Вид материалаДокументы
Подобный материал:
1   ...   12   13   14   15   16   17   18   19   20
  • Еще минут десять есть, наверное, - сказал Тудор, не сводя глаз с улицы, - то-то шуму будет.
  • А все-таки хорошо, - заметил Николай, - что мы именно с этого козла решили начать. Я его ненавижу.


Тудор затаил усмешку. Все тридцать четыре члена партии знали, что сестра Николая работает горничной у Стурдзы. Это было унизительно: ведь Родика закончила институт, и была по профессии переводчиком. Увы, работы она не нашла. И, к сожалению, как рассказывал на партийном собрании ребятам Николай, оказалась очень неустойчива в моральном плане. Пошла работать к новому рабовладельцу: подметать мусор, мыть грязные тарелки, и стирать носки. Особенно это. Носки буквально сводили Николая с ума. Нет, не носки, как таковые, а ежедневно представляемое им зрелище: его сестра, дипломированный специалист, отличница и гордость курса, стирает носки какого-то вонючего Стурдзы!
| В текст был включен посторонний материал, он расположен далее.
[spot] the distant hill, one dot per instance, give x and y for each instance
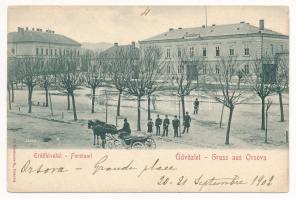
(97, 47)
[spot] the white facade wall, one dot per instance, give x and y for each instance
(238, 44)
(29, 49)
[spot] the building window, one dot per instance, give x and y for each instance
(246, 69)
(180, 68)
(191, 51)
(179, 52)
(282, 48)
(168, 55)
(247, 51)
(204, 51)
(204, 69)
(217, 69)
(217, 51)
(231, 51)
  • Родика, - как-то попытался он повлиять на сестру, - это не дело. То, чем ты занимаешься, нехорошо.
  • Это еще почему, - сестра очень уставала, и по вечера долго лежала на диване с поднятыми на стену ногами, - что за бредни? Я ничем, кроме работы, не занимаюсь. Уж ты-то должен знать.
  • Так я как раз и о работе! – объяснил Николай. – Негоже тебе этим заниматься. Ты своей рабской покорностью судьбе, то есть, не судьбе, а сложившимся сейчас условиям угнетения, просто напросто играешь на руку таким уродам, как твой хозяин!
  • А чем ты мне прикажешь заниматься, - удивилась сестра, - если в переводчиках сейчас, когда полстраны знает английский и итальянский языки, нужды нет?
  • А зачем ты тогда на переводчицу учиться стала? – был неумолим Николай.
  • Потому, - устало закрыла глаза сестра, - что я всегда мечтала переводить стихи. Хорошо, по-настоящему переводить. И прозу. Это мое призвание, понимаешь? Но сейчас оно не востребовано. А еще потому, что я была наивной, как ты сейчас.
  • Все равно, - сжал кулаки Николай, - ты не должна быть горничной!
  • А кто будет платить за твою учебу в университете, за квартиру, за еду, за лекарства для твоего младшего брата, и за сигареты твоей безработной матери?
  • Не надо, - Николаю доводы сестры не понравились, - все сводить к банальной жратве. Не надо персонализировать. Вот.
  • Ты бы лучше, - не стала спорить сестра, - набрал мне ванную. А я пока полежу и отдохну. Сил нет, вымоталась.


Николай сжал зубы, выискивая улыбку на лице Тудора. Но тот, вроде бы, был невозмутим. Николай знал, что все ребята в партии уверены: его сестра не только горничная, она еще и подстилка хозяина. Что самое страшное, Николай тоже так думал. И это было вдвойне обидно.

  • Ты, может, еще и спать с ним будешь, если он захочет? – возобновил Николай разговор, вернувшись из ванной. - И какие у тебя будут оправдания? Конечно… У раба постепенно исчезают моральные ценности…
  • Если захочет он, или какой другой хозяин, - искренне ответила сестра, - буду спать, и столько, сколько потребуется.
  • Ну, да, - горько обронил Николай, - чего не сделаешь ради денег.
  • Чего не сделаешь ради людей, - поправила сестра, - которые тебе дороги. И, чтобы кормить их, будешь спать с кем угодно. У меня нет выбора.
  • И давно?
  • Нет, - рассмеялась Родика, - нет, он от меня этого не хочет. Я для него просто вещь, домашний комбайн.
  • Ты говоришь мне правду? – подозрительно спросил Николай.


Но сестре все равно не поверил. Ясное дело: любой нормальный мужчина, в доме которого работала бы, и полностью от него зависела бы красивая молодая девушка, непременно этим воспользуется!


Университет. Подумаешь. Если сестра лишится работы, это все равно ничего не будет значить: ведь рано или поздно партия национал революционеров, в которой состоит Николай, совершит революцию! И тогда жена проклятого Стурдзы будет убирать в доме его сестры! Социальная справедливость не за горами! Николай сжал пакет покрепче, и выглянул из-за угла. Вдалеке показалась золоченая коляска Стурдзы.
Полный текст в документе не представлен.